Tandis qu’il réchauffait son repas, il entendit appeler. Un coursier se tenait debout au portail, agitant un petit papier bleu au-dessus de sa tête. Bryan, après avoir lu les deux lignes que contenait le télégramme, tourna les talons et, sans même penser à remercier le petit télégraphiste, se précipita dans sa chambre. A la tête du lit était accroché un crucifix devant lequel Bryan, à genoux et la tête entre les mains, se mit à prier en silence. Les paroles de Jésus de Nazareth, expirant sur la croix, lui revenaient à l’esprit et c’est machinalement qu’il interpella ce Dieu auquel il venait de consacrer sa vie: «Père, pourquoi m’as-tu abandonné»? Ses pensées allèrent ensuite à sa Mère qui se faisait une telle joie, à la pensée de fêter bientôt ses noces d’or. Ce n’était plus qu’une question de mois, mais Dieu n’avait pas voulu lui accorder cette grâce. Bryan, en serviteur fidèle, s’inclinait devant la volonté du Tout Puissant.

La postière n’avait pas voulu garder, pour elle seule, la triste nouvelle et tout le village était maintenant au courant. Monsieur le Maire, imité par quelques uns de ses administrés, était venu frapper à la porte du presbytère pour témoigner, au jeune curé, sa compassion. Les mots étaient d’une grande simplicité mais ils allaient droit au cœur de Bryan qui avait beaucoup de mal à contenir son émotion.
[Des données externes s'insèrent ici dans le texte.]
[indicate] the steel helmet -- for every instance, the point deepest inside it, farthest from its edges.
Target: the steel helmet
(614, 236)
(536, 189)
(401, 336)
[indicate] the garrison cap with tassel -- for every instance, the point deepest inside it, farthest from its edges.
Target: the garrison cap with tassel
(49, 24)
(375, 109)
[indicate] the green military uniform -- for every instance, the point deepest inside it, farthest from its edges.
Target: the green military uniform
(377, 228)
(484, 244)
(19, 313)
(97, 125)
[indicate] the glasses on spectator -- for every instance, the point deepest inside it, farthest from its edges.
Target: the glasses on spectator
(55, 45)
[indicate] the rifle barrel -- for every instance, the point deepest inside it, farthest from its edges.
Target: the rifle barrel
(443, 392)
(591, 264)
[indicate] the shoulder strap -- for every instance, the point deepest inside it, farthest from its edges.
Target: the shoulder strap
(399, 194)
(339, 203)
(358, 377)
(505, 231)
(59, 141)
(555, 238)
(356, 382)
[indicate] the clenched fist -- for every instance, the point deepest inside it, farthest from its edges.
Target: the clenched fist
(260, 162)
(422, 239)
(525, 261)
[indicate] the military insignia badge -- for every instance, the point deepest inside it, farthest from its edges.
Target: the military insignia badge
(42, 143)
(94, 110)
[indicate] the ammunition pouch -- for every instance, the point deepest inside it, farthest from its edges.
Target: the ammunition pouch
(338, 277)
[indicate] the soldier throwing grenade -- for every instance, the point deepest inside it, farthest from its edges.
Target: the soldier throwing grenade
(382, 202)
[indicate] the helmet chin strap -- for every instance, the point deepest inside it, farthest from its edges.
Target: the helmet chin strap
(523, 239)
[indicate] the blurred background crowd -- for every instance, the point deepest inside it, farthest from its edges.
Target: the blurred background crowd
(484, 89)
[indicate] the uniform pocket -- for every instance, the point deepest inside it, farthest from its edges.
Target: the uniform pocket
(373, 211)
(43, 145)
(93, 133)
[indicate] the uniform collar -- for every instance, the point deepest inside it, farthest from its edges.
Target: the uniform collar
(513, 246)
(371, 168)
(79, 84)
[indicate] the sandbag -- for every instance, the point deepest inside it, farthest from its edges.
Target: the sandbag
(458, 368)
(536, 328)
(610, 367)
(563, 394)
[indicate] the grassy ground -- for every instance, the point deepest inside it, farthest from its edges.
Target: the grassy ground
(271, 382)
Le dimanche suivant, la messe célébrée à la mémoire de son Père, avait attiré dans la petite église tout ce que le village comptait d’habitants. Tout au fond, la présence de l’instituteur avait étonné plus d’un. Ce dernier, qu’on voyait plus souvent au café, la pipe à la bouche et le journal «L’Humanité » étalé sous les yeux, n’avait jamais caché son anticléricalisme. Mais, devant le malheur qui venait de frapper un habitant du village, il avait tenu à exprimer sa compassion.